The use of facial recognition on body cameras also offers defense against accusations of racial partiality. Policies can be set to shun officers searching those not identified by facial recognition, even when stopped. Where the indictment is made that stop and search over-polices low-level crime in definite communities, facial recognition on body cameras offers a balance. It is this kind of safeguarding that will facilitate prompt broader acceptance.
Facial recognition on body cameras will also give secondary confirmation for matches from surveillance vehicles and CCTV cameras. Following an early match, an officer on foot goes to the person and runs a second check from body cameras, running from the same watch list. Only if there is a match who is taken further. In of itself, this is very material protection against so-called bogus positives. It also gives a person to person communication before any concluding decision on an arrest is made.
Edge Artificial Intelligence:
The connection of multiple cameras to the same watch lists and each other opens up the broader benefits of edge-intelligence. Another benefit of this is the potential to use edge-intelligent body cameras to give an initial match, basically narrowing down the haystack, with the match then sent to a central cloud-based system using the similar AI engine, or a different AI engine, or even many AI engines, to give a much more correct filter before any ‘match’ is presented to an operator. All of that would happen in two seconds.
This should be the year when facial recognition shakes the allegations of inherent bias and inexactness. It should be the year when there is recognition that not all facial recognition technologies are alike. Different tools should be obtained for different purposes. And the sterile evaluation of such engines in controlled conditions should give way to actual customer references and proof of outcomes.

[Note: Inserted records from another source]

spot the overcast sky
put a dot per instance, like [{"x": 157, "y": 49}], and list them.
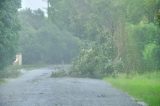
[{"x": 34, "y": 4}]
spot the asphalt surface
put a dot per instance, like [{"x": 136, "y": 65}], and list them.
[{"x": 36, "y": 88}]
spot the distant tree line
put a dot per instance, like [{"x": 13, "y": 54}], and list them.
[
  {"x": 117, "y": 35},
  {"x": 43, "y": 42}
]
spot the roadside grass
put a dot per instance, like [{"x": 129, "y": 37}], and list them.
[{"x": 143, "y": 87}]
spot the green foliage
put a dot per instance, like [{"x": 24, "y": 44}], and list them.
[
  {"x": 42, "y": 42},
  {"x": 127, "y": 28},
  {"x": 9, "y": 28}
]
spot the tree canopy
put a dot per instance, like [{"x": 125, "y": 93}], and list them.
[{"x": 9, "y": 27}]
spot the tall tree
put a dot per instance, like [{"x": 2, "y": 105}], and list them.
[{"x": 9, "y": 28}]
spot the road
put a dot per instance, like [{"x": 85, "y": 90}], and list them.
[{"x": 36, "y": 88}]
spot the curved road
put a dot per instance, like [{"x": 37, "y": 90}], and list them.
[{"x": 36, "y": 88}]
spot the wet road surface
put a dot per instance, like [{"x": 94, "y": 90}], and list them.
[{"x": 36, "y": 88}]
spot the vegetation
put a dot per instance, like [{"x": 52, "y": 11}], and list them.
[
  {"x": 9, "y": 28},
  {"x": 116, "y": 36},
  {"x": 144, "y": 87},
  {"x": 42, "y": 42}
]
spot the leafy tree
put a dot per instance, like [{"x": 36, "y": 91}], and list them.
[
  {"x": 9, "y": 28},
  {"x": 42, "y": 42}
]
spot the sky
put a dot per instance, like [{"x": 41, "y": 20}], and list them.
[{"x": 35, "y": 4}]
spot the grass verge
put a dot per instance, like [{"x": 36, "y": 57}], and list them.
[{"x": 144, "y": 87}]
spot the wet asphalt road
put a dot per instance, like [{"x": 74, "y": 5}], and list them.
[{"x": 36, "y": 88}]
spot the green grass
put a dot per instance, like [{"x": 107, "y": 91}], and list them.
[{"x": 144, "y": 87}]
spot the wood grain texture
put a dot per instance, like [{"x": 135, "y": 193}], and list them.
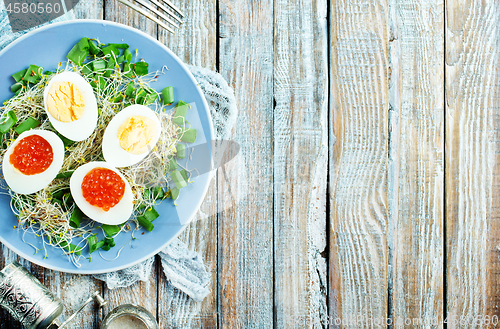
[
  {"x": 300, "y": 163},
  {"x": 195, "y": 44},
  {"x": 472, "y": 160},
  {"x": 245, "y": 226},
  {"x": 359, "y": 37},
  {"x": 89, "y": 9},
  {"x": 416, "y": 163}
]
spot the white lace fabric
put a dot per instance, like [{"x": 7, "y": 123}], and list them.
[{"x": 184, "y": 268}]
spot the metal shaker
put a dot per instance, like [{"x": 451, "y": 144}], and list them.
[{"x": 30, "y": 302}]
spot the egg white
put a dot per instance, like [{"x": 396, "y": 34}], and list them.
[
  {"x": 119, "y": 214},
  {"x": 27, "y": 184},
  {"x": 82, "y": 128},
  {"x": 113, "y": 153}
]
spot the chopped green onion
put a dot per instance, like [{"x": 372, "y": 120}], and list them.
[
  {"x": 184, "y": 174},
  {"x": 76, "y": 218},
  {"x": 71, "y": 248},
  {"x": 120, "y": 45},
  {"x": 59, "y": 194},
  {"x": 144, "y": 222},
  {"x": 128, "y": 71},
  {"x": 66, "y": 174},
  {"x": 110, "y": 49},
  {"x": 110, "y": 242},
  {"x": 26, "y": 125},
  {"x": 8, "y": 122},
  {"x": 128, "y": 55},
  {"x": 150, "y": 98},
  {"x": 174, "y": 193},
  {"x": 33, "y": 74},
  {"x": 117, "y": 99},
  {"x": 92, "y": 241},
  {"x": 87, "y": 69},
  {"x": 172, "y": 164},
  {"x": 66, "y": 141},
  {"x": 111, "y": 230},
  {"x": 18, "y": 76},
  {"x": 79, "y": 52},
  {"x": 189, "y": 135},
  {"x": 16, "y": 87},
  {"x": 181, "y": 151},
  {"x": 180, "y": 115},
  {"x": 179, "y": 181},
  {"x": 158, "y": 193},
  {"x": 94, "y": 49},
  {"x": 130, "y": 89},
  {"x": 99, "y": 65},
  {"x": 151, "y": 214},
  {"x": 141, "y": 68},
  {"x": 168, "y": 95}
]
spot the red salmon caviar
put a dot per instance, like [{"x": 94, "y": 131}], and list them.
[
  {"x": 32, "y": 155},
  {"x": 103, "y": 188}
]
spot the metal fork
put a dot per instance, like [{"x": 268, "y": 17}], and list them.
[{"x": 171, "y": 10}]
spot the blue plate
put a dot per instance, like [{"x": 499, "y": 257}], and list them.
[{"x": 47, "y": 47}]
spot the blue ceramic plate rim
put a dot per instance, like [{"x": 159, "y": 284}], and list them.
[{"x": 202, "y": 182}]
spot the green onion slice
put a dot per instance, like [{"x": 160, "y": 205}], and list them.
[
  {"x": 76, "y": 218},
  {"x": 19, "y": 75},
  {"x": 8, "y": 122},
  {"x": 189, "y": 135},
  {"x": 168, "y": 95},
  {"x": 26, "y": 125}
]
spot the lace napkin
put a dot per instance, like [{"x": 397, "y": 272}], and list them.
[{"x": 184, "y": 268}]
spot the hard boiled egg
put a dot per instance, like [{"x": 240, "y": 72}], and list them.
[
  {"x": 130, "y": 136},
  {"x": 32, "y": 161},
  {"x": 102, "y": 193},
  {"x": 71, "y": 105}
]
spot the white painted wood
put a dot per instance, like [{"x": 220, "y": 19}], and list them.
[
  {"x": 359, "y": 37},
  {"x": 245, "y": 231},
  {"x": 472, "y": 155},
  {"x": 300, "y": 163},
  {"x": 416, "y": 162}
]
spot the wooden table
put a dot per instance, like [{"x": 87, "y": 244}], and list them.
[{"x": 367, "y": 188}]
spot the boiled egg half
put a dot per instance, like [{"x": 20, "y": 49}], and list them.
[
  {"x": 130, "y": 136},
  {"x": 32, "y": 161},
  {"x": 102, "y": 193},
  {"x": 71, "y": 105}
]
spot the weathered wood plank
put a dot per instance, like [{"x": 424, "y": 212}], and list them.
[
  {"x": 195, "y": 44},
  {"x": 358, "y": 163},
  {"x": 89, "y": 9},
  {"x": 245, "y": 231},
  {"x": 300, "y": 163},
  {"x": 416, "y": 163},
  {"x": 141, "y": 293},
  {"x": 472, "y": 160}
]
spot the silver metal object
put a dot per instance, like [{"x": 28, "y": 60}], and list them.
[
  {"x": 175, "y": 13},
  {"x": 30, "y": 302},
  {"x": 132, "y": 312}
]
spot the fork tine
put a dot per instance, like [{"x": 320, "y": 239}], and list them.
[
  {"x": 165, "y": 9},
  {"x": 147, "y": 5},
  {"x": 146, "y": 14},
  {"x": 174, "y": 7}
]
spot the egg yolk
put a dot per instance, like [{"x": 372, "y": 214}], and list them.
[
  {"x": 65, "y": 101},
  {"x": 103, "y": 188},
  {"x": 136, "y": 133},
  {"x": 32, "y": 155}
]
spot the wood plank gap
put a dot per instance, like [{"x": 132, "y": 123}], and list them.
[
  {"x": 326, "y": 252},
  {"x": 445, "y": 237}
]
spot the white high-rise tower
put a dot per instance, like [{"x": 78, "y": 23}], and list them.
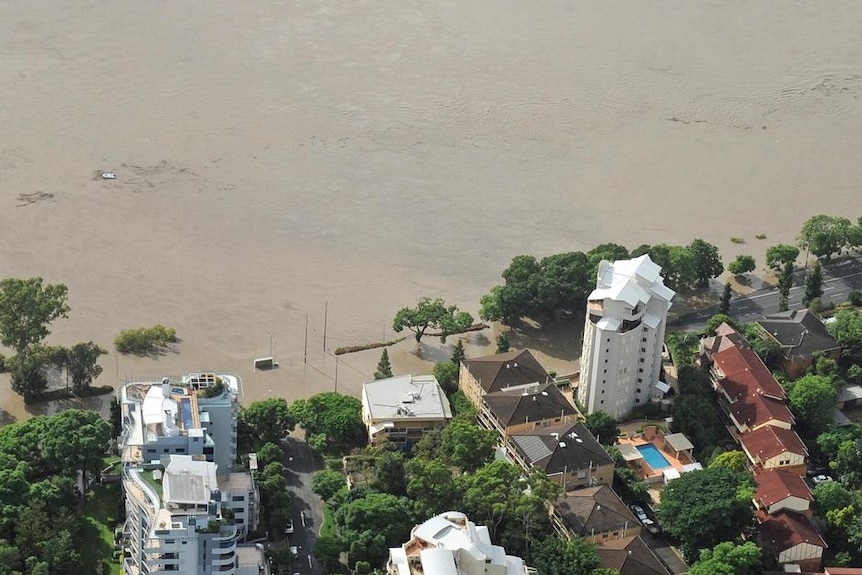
[{"x": 623, "y": 337}]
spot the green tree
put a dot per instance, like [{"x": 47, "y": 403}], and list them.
[
  {"x": 780, "y": 256},
  {"x": 503, "y": 344},
  {"x": 82, "y": 363},
  {"x": 734, "y": 460},
  {"x": 555, "y": 556},
  {"x": 75, "y": 440},
  {"x": 730, "y": 559},
  {"x": 741, "y": 265},
  {"x": 446, "y": 373},
  {"x": 812, "y": 401},
  {"x": 336, "y": 417},
  {"x": 726, "y": 294},
  {"x": 603, "y": 427},
  {"x": 384, "y": 369},
  {"x": 716, "y": 320},
  {"x": 831, "y": 495},
  {"x": 705, "y": 507},
  {"x": 267, "y": 420},
  {"x": 458, "y": 353},
  {"x": 432, "y": 314},
  {"x": 27, "y": 307},
  {"x": 431, "y": 485},
  {"x": 813, "y": 284},
  {"x": 373, "y": 524},
  {"x": 466, "y": 445},
  {"x": 824, "y": 236},
  {"x": 327, "y": 483},
  {"x": 707, "y": 261}
]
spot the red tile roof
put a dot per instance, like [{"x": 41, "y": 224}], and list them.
[
  {"x": 755, "y": 410},
  {"x": 770, "y": 441},
  {"x": 784, "y": 530},
  {"x": 744, "y": 373},
  {"x": 774, "y": 485}
]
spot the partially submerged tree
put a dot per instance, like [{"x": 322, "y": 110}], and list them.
[
  {"x": 384, "y": 368},
  {"x": 432, "y": 314},
  {"x": 27, "y": 307}
]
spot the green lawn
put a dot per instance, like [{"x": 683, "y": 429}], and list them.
[{"x": 100, "y": 518}]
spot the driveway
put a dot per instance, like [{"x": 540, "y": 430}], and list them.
[{"x": 301, "y": 465}]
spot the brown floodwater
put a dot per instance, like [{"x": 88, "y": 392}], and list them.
[{"x": 275, "y": 159}]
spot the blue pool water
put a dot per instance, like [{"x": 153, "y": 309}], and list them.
[{"x": 653, "y": 456}]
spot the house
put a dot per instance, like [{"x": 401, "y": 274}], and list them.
[
  {"x": 802, "y": 337},
  {"x": 512, "y": 370},
  {"x": 524, "y": 408},
  {"x": 780, "y": 490},
  {"x": 791, "y": 539},
  {"x": 596, "y": 514},
  {"x": 567, "y": 453},
  {"x": 630, "y": 556},
  {"x": 772, "y": 447},
  {"x": 624, "y": 329},
  {"x": 402, "y": 409},
  {"x": 450, "y": 544}
]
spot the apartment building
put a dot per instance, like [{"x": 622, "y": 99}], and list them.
[
  {"x": 623, "y": 337},
  {"x": 187, "y": 509}
]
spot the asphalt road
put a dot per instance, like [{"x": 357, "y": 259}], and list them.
[
  {"x": 839, "y": 279},
  {"x": 301, "y": 465}
]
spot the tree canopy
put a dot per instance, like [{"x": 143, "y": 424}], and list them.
[
  {"x": 333, "y": 416},
  {"x": 27, "y": 307},
  {"x": 267, "y": 420},
  {"x": 812, "y": 401},
  {"x": 432, "y": 314},
  {"x": 705, "y": 507}
]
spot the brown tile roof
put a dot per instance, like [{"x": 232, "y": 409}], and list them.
[
  {"x": 786, "y": 529},
  {"x": 770, "y": 441},
  {"x": 773, "y": 485},
  {"x": 630, "y": 556},
  {"x": 755, "y": 410},
  {"x": 536, "y": 403},
  {"x": 513, "y": 368},
  {"x": 745, "y": 373},
  {"x": 594, "y": 510}
]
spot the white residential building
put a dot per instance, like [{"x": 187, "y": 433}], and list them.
[
  {"x": 402, "y": 409},
  {"x": 449, "y": 544},
  {"x": 623, "y": 337},
  {"x": 186, "y": 511}
]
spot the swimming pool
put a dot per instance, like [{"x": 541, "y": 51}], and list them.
[{"x": 653, "y": 456}]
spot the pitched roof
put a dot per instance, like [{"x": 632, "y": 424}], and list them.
[
  {"x": 755, "y": 410},
  {"x": 785, "y": 529},
  {"x": 770, "y": 441},
  {"x": 799, "y": 332},
  {"x": 594, "y": 510},
  {"x": 510, "y": 369},
  {"x": 725, "y": 337},
  {"x": 543, "y": 401},
  {"x": 556, "y": 448},
  {"x": 774, "y": 485},
  {"x": 744, "y": 372},
  {"x": 630, "y": 556}
]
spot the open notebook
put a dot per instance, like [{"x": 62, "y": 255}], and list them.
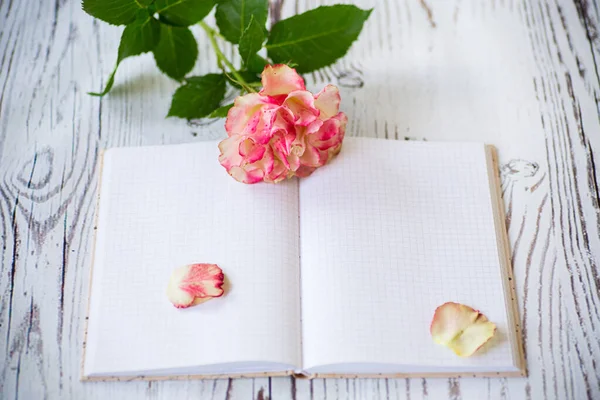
[{"x": 336, "y": 275}]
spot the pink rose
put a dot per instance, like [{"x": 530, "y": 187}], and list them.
[{"x": 282, "y": 131}]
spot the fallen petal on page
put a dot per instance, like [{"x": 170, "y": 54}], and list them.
[
  {"x": 461, "y": 328},
  {"x": 191, "y": 284}
]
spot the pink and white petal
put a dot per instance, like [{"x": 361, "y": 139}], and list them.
[
  {"x": 328, "y": 101},
  {"x": 473, "y": 337},
  {"x": 251, "y": 151},
  {"x": 246, "y": 175},
  {"x": 279, "y": 172},
  {"x": 280, "y": 79},
  {"x": 305, "y": 171},
  {"x": 313, "y": 157},
  {"x": 461, "y": 328},
  {"x": 194, "y": 281},
  {"x": 230, "y": 155},
  {"x": 302, "y": 106},
  {"x": 449, "y": 320},
  {"x": 245, "y": 112}
]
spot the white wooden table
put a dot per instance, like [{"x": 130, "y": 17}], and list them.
[{"x": 523, "y": 75}]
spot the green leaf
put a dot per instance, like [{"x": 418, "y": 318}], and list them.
[
  {"x": 221, "y": 112},
  {"x": 138, "y": 37},
  {"x": 249, "y": 77},
  {"x": 176, "y": 51},
  {"x": 256, "y": 64},
  {"x": 233, "y": 16},
  {"x": 184, "y": 12},
  {"x": 198, "y": 97},
  {"x": 251, "y": 41},
  {"x": 316, "y": 38},
  {"x": 115, "y": 12}
]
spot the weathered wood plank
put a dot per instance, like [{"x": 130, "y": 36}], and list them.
[{"x": 521, "y": 75}]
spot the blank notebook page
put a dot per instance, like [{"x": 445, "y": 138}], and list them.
[
  {"x": 165, "y": 207},
  {"x": 389, "y": 231}
]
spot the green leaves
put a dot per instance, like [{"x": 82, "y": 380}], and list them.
[
  {"x": 115, "y": 12},
  {"x": 200, "y": 96},
  {"x": 176, "y": 51},
  {"x": 139, "y": 37},
  {"x": 251, "y": 40},
  {"x": 233, "y": 16},
  {"x": 184, "y": 12},
  {"x": 316, "y": 38},
  {"x": 307, "y": 41}
]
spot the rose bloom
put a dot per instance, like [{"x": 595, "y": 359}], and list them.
[{"x": 282, "y": 131}]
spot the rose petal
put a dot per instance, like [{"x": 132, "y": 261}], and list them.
[
  {"x": 194, "y": 281},
  {"x": 328, "y": 101},
  {"x": 247, "y": 114},
  {"x": 280, "y": 80},
  {"x": 461, "y": 328}
]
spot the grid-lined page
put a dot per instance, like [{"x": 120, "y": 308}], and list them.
[
  {"x": 164, "y": 207},
  {"x": 389, "y": 231}
]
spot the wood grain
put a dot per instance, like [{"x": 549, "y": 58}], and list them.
[{"x": 522, "y": 75}]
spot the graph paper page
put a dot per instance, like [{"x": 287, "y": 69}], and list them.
[
  {"x": 389, "y": 231},
  {"x": 165, "y": 207}
]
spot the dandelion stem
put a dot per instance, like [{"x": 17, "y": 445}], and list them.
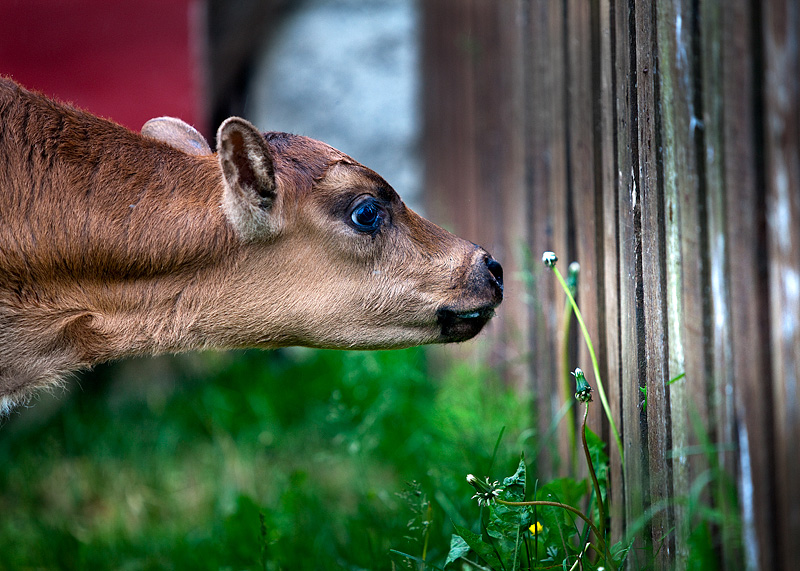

The first generation of body-worn cameras in operation today has focused on recording video footage for evidence management systems. Now, Body cameras 2.0 will move the focus to live video streaming, facial recognition, and on-device Edge-AI. This next generation of body-worn cameras will join the billions of other IoT mechanisms that will be arranged on 4G and 5G networks over the coming years. Ultimately, the junction will see the kinds of body cameras in use today morph into ruggedized, large-screen smart phones that will join a capture and streaming capability with edge AI analytics and rich data production to the frontline officer. The period of the single-purpose record-only camera is coming to an end.
For facial recognition, the arguments in 2019 should be around the completely unregulated uses of the ability for marketing and commercial security. AI in silicon implanted in cheap IP cameras, reachable to all. The use of this technology in law enforcement will stop to be quite so polarizing.
And so, as much as policing is concerned, 2019 will be spotted as a turning point for facial recognition. Tests will morph into deployments. Deployments will give way results. The disputes will be won. The majority of the public will choose personal security and safety over random privacy.